Many of the issues raised at the inquest — lack of training for health care and correctional staff, communication gaps within the jail over inmates’ health and treatment — have been raised dozens of times abefore at inquests over the past nine years in Ontario.
Mental health nurse Mike Moretti raised another common issue — staffing shortages.
Moretti checked High twice the day he died, once in the cell about 8:21 a.m. Dec. 23, and once through the window shortly after 9 a.m, and attributed his condition to drug withdrawal.
But Moretti said he never had the time to consult medical charts or take other steps to get a true assessment of High.
“I was hired as a mental health nurse. . . to take certain steps. I went through three superintendents, three program managers and one health care manager requesting that I want to do the job that I was hired for,” he said, his voice thick with frustration.
Instead, he became an overpaid medication dispenser, he said.
“I could have went in there (High’s cell) as a true mental health nurse,” he said.
Time and time again, “That didn’t happen so it was a time for me to resign and I left.”
“I feel guilty,” Moretti said. “I really do.”
Moretti was one of several people looking after High in his final hours.
Then-security manager Tim McFadden was called down to segregation about 7:45 a.m. Dec. 22, and found High “standing on his bunk, naked and sweating profusely.”
He talked High down, suggesting the court appearance could lead to his release that day, McFadden said.

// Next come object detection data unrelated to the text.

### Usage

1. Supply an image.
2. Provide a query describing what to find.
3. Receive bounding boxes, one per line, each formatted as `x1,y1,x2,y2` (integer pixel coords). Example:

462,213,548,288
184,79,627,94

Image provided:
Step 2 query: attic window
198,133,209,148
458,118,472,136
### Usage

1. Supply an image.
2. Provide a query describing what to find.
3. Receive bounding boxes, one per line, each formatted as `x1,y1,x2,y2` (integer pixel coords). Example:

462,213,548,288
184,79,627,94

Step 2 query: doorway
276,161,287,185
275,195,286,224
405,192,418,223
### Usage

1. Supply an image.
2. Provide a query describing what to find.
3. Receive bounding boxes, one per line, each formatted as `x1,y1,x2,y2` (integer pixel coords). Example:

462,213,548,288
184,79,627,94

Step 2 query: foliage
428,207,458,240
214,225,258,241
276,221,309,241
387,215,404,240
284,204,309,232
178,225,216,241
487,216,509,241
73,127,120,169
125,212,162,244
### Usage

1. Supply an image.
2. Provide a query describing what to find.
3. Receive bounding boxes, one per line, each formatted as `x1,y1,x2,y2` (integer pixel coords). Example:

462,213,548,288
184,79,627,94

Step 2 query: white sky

But he didn’t talk to anyone about High’s mental or physical health.
“I saw a very anxious man. I talked him down. And he came to be, in my opinion, just another offender,” McFadden said.
High left for court and got back around 2:20 p.m., complaining of an infection.
Nurse Deb Barnes testified he had no infection but he was anxious.
“He was upset because he thought he was getting out at court.”
The evening of Dec. 22, High “was a little bit off,” correctional officer Matt Hopkins said.
He called the jail’s health care department about his concerns, but was told High was withdrawing from something and such behaviour was expected, Hopkins testified.
The next morning, Dec. 23, he was told by other officers High “slept through the night and really there was no change,” Hopkins said.
He didn’t check the actual logs of the overnight period, which showed High spent a restless night pacing his cell.
Hopkins called health care again at 8:21 a.m because High “appeared to be unresponsive and lying on the floor.”
Moretti came down in the middle of dispensing medications, found High on the floor and asked if he could help, and if High had been taking street drugs.
To each question, High gave an angry, “No!”
Moretti said he had no idea High might be in withdrawal from prescribed medications or alcohol.
Shortly after 9 a.m., after High had come back from a video appearance in court, Moretti checked him again and saw High walking in his cell. Moretti decided to put High at the top of the list to see a psychiatrist at noon that day.
Correctional officer Hopkins still had concerns about High, but by then the strange behaviour “became the norm for that inmate.”
On one of his regular 10-minute checks, at 10:30 a.m., he saw High on the floor, naked and not noticeably breathing.
One of the three segregation officers had been called out to do a search and the other had stepped out for a bit, leaving him alone, Hopkins said.
At that same moment, two other inmates were in crisis, threatening to hurt themselves and covering the windows.
When his partner returned, he checked on High and found him with no vital signs.
Staff tried to revive High but he never came back, declared officially dead at hospital at 11:30 a.m.
The cause of death was delirium, with a possible factor an enlarged left heart chamber, pathologist Dr. Elena Tugaleva testified.
“There is some uncertainty to cause of death in this case.”
Delirium is a clinical syndrome that usually has an underlying medical condition, or history of drug use, or withdrawal.
Delirium can kill by a heart rate jumping or becoming irregular, she said.
The syndrome can often be treated while the underlying condition is cured, she said.